Physician Compensation Tied to Quality Outcomes

Physician compensation incentives, traditionally, have been based on volume. Yet today’s greater emphasis on excellence in the provision of patient care means that more physician contracts are tied to various quality and satisfaction metrics—especially in primary care.

“Providing the highest quality patient care is every healthcare organizations’ No. 1 goal,” said Lance B, senior director of recruiting, strategic accounts at AMN Healthcare, the nation’s leading physician recruitment firm. Thus, organizations must determine “how can we better assure that physicians are compensated based on quality outcomes vs. volume, or in addition to volume.”

Metrics driving physician compensation changes

A number of large health systems are considering implementing value-based physician compensation. Traditionally, incentives have been based on volume or work relative value units (wRVU), but since passage of the Medicare Access and CHIP Reauthorization Act of 2015 (MACRA) and the Merit Based Incentive Payments System (MIPS) more employers are introducing performance-based physician compensation.

“Due to legislation, such as MACRA/MIPS, among others, there has been a paradigm shift over the past few years, which continues to influence healthcare systems and organizations to re-think or re-evaluate their [physician] compensation model,” Lance said. “I have seen first-hand large health systems moving to a full-salaried model focused on quality outcomes as opposed to wRVU productivity.”

However, Lance said, “wRVU productivity is still very much alive,” with such volume-based metrics being combined with value-based physician compensation.

“Net collections is most common in private practice or pseudo private practice specialty models where the physician may be hired for a start-up or group practice as part owner/part employee or owner/equity models,” Lance said.

MACRA/MIPS affects Medicare payments, but commercial insurers payment agreements also are implementing some value-based physician compensation. Cigna reported in 2019 exceeding its 2015 value-based care goal of having half of its payments value-based. More than 240 primary care provider organizations take part.

Models vary but those payment incentives might be based on corporate citizenship, participating in departmental meetings or serving on committees; Healthcare Effectiveness Data and Information Set (HEDIS) quality measures; patient satisfaction scores; and access data, including how quickly new patients can get in to see the physician.

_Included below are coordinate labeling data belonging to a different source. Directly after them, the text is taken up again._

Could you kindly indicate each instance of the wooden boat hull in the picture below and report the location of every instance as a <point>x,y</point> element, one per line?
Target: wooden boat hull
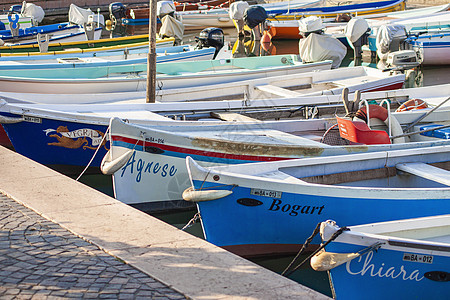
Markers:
<point>231,71</point>
<point>433,49</point>
<point>405,266</point>
<point>73,137</point>
<point>276,211</point>
<point>99,68</point>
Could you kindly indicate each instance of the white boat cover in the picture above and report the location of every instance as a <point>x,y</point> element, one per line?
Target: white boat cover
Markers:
<point>33,11</point>
<point>237,10</point>
<point>171,27</point>
<point>385,35</point>
<point>164,8</point>
<point>355,28</point>
<point>310,24</point>
<point>80,16</point>
<point>320,47</point>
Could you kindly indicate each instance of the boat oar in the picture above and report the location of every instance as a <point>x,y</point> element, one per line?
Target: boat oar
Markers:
<point>355,103</point>
<point>426,114</point>
<point>421,131</point>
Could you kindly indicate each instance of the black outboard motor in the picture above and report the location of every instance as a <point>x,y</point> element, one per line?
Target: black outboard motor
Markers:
<point>211,37</point>
<point>117,12</point>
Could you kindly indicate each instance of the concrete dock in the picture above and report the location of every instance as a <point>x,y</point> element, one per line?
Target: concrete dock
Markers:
<point>60,238</point>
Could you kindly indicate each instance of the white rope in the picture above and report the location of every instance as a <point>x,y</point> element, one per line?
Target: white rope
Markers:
<point>95,153</point>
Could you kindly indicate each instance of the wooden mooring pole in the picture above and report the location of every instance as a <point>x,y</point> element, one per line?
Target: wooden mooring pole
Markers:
<point>151,59</point>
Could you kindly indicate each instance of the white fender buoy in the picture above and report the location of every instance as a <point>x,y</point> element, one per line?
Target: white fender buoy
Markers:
<point>192,195</point>
<point>109,167</point>
<point>324,261</point>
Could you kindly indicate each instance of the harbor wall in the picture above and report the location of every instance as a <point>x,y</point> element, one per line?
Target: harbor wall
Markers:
<point>185,263</point>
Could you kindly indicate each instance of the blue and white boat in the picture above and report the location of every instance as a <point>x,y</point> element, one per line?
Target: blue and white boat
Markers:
<point>60,32</point>
<point>402,259</point>
<point>96,67</point>
<point>273,207</point>
<point>432,49</point>
<point>71,112</point>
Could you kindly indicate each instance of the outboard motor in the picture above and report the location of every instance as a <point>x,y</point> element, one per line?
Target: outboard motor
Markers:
<point>117,12</point>
<point>211,37</point>
<point>357,33</point>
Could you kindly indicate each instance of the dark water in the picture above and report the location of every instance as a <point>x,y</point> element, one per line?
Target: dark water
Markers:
<point>305,275</point>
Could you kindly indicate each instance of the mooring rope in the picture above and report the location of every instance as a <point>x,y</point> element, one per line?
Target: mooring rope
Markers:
<point>95,153</point>
<point>308,240</point>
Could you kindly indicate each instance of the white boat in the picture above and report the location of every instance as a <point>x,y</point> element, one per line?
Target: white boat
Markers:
<point>75,67</point>
<point>172,75</point>
<point>325,82</point>
<point>229,144</point>
<point>273,207</point>
<point>432,49</point>
<point>401,259</point>
<point>220,17</point>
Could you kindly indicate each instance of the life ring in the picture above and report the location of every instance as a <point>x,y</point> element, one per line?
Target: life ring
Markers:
<point>381,113</point>
<point>412,104</point>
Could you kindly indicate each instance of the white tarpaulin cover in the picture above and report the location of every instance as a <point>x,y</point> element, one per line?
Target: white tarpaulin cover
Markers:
<point>320,47</point>
<point>33,11</point>
<point>309,24</point>
<point>164,8</point>
<point>237,10</point>
<point>355,29</point>
<point>171,27</point>
<point>385,35</point>
<point>80,16</point>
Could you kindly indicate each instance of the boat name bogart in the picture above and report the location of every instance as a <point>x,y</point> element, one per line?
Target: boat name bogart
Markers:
<point>294,210</point>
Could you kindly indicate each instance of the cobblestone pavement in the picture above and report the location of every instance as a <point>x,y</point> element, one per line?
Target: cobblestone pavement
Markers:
<point>41,260</point>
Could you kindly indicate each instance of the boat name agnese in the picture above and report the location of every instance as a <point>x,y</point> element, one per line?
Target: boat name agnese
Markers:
<point>141,166</point>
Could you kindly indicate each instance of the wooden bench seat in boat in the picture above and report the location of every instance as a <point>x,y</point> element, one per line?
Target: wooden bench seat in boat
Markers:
<point>426,171</point>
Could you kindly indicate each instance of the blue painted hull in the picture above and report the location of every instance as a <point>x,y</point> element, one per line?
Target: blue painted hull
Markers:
<point>290,219</point>
<point>385,274</point>
<point>58,143</point>
<point>332,9</point>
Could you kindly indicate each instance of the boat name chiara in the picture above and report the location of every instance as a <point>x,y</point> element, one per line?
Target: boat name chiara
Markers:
<point>370,269</point>
<point>294,210</point>
<point>141,166</point>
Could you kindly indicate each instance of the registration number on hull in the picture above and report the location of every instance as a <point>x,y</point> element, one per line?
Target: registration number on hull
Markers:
<point>266,193</point>
<point>427,259</point>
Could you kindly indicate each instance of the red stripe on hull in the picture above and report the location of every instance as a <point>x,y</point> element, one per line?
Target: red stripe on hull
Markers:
<point>198,152</point>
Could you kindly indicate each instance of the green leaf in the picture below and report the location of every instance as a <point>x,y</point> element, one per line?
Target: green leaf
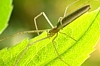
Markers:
<point>85,29</point>
<point>5,12</point>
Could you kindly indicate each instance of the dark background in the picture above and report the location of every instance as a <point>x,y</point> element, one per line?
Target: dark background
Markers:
<point>23,15</point>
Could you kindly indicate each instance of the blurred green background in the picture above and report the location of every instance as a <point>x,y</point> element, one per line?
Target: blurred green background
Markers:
<point>23,15</point>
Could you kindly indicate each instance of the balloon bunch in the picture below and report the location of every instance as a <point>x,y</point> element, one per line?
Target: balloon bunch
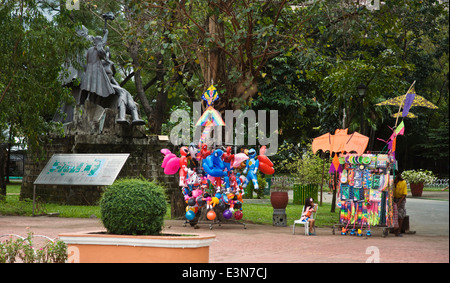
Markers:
<point>211,179</point>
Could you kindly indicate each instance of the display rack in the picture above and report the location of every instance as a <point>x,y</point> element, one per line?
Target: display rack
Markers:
<point>365,194</point>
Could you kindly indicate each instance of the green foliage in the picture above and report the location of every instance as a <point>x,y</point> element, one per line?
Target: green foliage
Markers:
<point>302,163</point>
<point>27,252</point>
<point>133,207</point>
<point>418,176</point>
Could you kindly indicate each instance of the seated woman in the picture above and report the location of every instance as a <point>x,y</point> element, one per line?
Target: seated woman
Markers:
<point>310,207</point>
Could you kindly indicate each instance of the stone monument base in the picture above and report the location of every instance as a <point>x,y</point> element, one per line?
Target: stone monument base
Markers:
<point>94,130</point>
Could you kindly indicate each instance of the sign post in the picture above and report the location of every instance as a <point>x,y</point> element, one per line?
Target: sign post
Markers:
<point>80,169</point>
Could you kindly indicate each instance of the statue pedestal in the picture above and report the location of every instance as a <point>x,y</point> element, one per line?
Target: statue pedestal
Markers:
<point>94,130</point>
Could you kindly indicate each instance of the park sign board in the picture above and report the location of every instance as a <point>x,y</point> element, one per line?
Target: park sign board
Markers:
<point>82,169</point>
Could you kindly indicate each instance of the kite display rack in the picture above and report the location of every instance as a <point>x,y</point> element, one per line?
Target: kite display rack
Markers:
<point>365,194</point>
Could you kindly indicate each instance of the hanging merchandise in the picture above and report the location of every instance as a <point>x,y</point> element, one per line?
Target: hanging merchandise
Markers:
<point>212,180</point>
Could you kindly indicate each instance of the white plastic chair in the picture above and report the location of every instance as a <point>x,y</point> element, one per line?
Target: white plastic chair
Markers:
<point>305,222</point>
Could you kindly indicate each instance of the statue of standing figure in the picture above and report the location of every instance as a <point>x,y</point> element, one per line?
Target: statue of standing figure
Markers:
<point>98,80</point>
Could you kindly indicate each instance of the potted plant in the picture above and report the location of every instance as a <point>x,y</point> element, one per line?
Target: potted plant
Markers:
<point>417,179</point>
<point>279,197</point>
<point>132,212</point>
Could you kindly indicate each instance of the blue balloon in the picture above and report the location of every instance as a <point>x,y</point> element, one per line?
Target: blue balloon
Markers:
<point>190,215</point>
<point>213,164</point>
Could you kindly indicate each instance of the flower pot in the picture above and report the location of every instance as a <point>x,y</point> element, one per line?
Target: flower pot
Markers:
<point>99,247</point>
<point>416,189</point>
<point>279,200</point>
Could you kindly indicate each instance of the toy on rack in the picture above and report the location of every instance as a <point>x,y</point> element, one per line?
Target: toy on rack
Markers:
<point>210,178</point>
<point>365,193</point>
<point>251,169</point>
<point>265,165</point>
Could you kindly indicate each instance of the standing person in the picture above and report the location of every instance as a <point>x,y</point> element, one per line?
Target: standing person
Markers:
<point>400,193</point>
<point>310,207</point>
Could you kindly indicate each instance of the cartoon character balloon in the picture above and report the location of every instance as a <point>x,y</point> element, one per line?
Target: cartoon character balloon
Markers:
<point>251,169</point>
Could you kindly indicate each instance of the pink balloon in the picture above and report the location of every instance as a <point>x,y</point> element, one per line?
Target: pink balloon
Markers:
<point>238,159</point>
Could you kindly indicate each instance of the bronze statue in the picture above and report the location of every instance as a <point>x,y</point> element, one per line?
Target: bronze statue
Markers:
<point>98,80</point>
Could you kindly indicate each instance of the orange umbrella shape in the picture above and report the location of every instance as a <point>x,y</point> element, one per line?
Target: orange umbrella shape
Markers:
<point>341,141</point>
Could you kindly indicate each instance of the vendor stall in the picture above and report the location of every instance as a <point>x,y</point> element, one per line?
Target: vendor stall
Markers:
<point>365,193</point>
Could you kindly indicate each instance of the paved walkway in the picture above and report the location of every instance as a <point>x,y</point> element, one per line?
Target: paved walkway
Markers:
<point>269,244</point>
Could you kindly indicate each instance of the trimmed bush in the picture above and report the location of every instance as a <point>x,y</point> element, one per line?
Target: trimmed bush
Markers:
<point>133,207</point>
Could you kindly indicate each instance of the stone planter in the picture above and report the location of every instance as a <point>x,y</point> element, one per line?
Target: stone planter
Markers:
<point>98,247</point>
<point>416,189</point>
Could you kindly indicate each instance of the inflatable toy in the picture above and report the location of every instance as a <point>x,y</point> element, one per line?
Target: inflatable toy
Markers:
<point>190,215</point>
<point>238,215</point>
<point>251,169</point>
<point>227,214</point>
<point>171,163</point>
<point>211,215</point>
<point>265,165</point>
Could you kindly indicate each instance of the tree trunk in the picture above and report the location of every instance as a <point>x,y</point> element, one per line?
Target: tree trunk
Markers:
<point>157,116</point>
<point>3,158</point>
<point>134,48</point>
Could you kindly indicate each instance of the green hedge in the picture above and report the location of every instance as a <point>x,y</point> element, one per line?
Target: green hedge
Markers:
<point>133,207</point>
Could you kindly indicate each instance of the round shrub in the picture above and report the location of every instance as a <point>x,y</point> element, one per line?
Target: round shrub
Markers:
<point>133,207</point>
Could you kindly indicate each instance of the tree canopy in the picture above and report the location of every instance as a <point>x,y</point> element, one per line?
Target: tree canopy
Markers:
<point>303,58</point>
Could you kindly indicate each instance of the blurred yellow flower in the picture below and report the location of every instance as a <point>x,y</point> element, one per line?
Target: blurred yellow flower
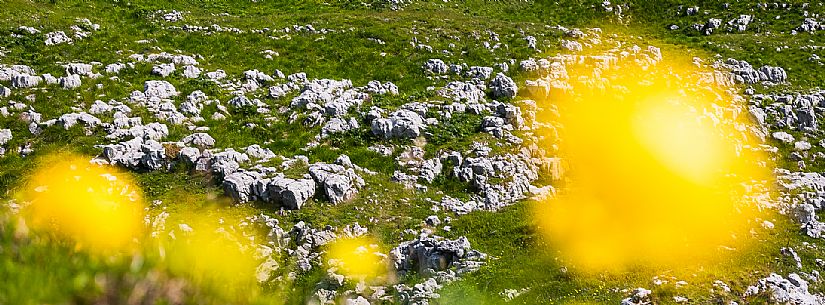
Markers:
<point>97,206</point>
<point>656,163</point>
<point>357,258</point>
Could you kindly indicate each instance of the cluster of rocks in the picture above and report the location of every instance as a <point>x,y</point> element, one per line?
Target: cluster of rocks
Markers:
<point>258,183</point>
<point>169,16</point>
<point>743,73</point>
<point>440,260</point>
<point>5,137</point>
<point>803,196</point>
<point>810,25</point>
<point>790,290</point>
<point>639,296</point>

The payouts might base 75 percent of the value-based incentive physician compensation on the HEDIS/quality scores and 25 percent on patient satisfaction. Organizations also might provide payouts once certain benchmarks are achieved, such as 80 percent or better on patient satisfaction surveys.

“What I find to be most common is that large healthcare organizations and healthcare systems have tied some level of compensation to quality-based outcomes or quality patient care, typically in the range of 10 percent with as much as 20 percent of the physician’s earnings tied to quality metrics,” Lance said.

Lance recommended organizations tailor value-based physician compensation to the specialty and not use the same metrics for every physician. Sometimes, health systems will need to adjust the measures to accommodate situations such as physician shortages.

“You have to make sure they are attainable goals,” he said.

If an organization is just starting a value-based system, he suggested discussing it with the physicians. 

“You have to have buy-in from your physicians in order for this to be successful,” Lance said.

The Supporting Data

AMN Healthcare 2021 Review of Physician and Advanced Practitioner Recruiting Incentives found quality determines 10 percent of the total compensation a physician receives, based on offer packages across a number of specialties.

Researchers from the RAND Corp., Brigham and Women’s Hospital and Harvard Medical School reported in JAMA Health Forum, in 2022, finding growth in value-based physician payments. Those performance-based incentives were included in most primary care and specialist physician compensation, and those incentives averaged less than 10 percent, with value-based physician compensation more common for primary care physicians than specialists.

“For the U.S. health care system to truly realize the potential of value-based payment reform and deliver better value for patients, health systems and provider organizations will likely need to evolve the way that frontline physicians are paid to better align with value,” said Rachel O. Reid, MD, MS, the study's lead author and a physician policy researcher at RAND, in a statement.

The 2020 Deloitte Survey of U.S. Physicians reported 36 percent of the 680 physicians surveyed drew some compensation from value-based payments. Performance bonuses of more than 5 percent were indicated by 23 percent of the surveyed doctors.

As time progresses, more physician compensation will likely focus on quality of care.

“I do believe we will continue to see more of a focus on value-based care and quality-based incentives and compensation over time,” Lance concluded.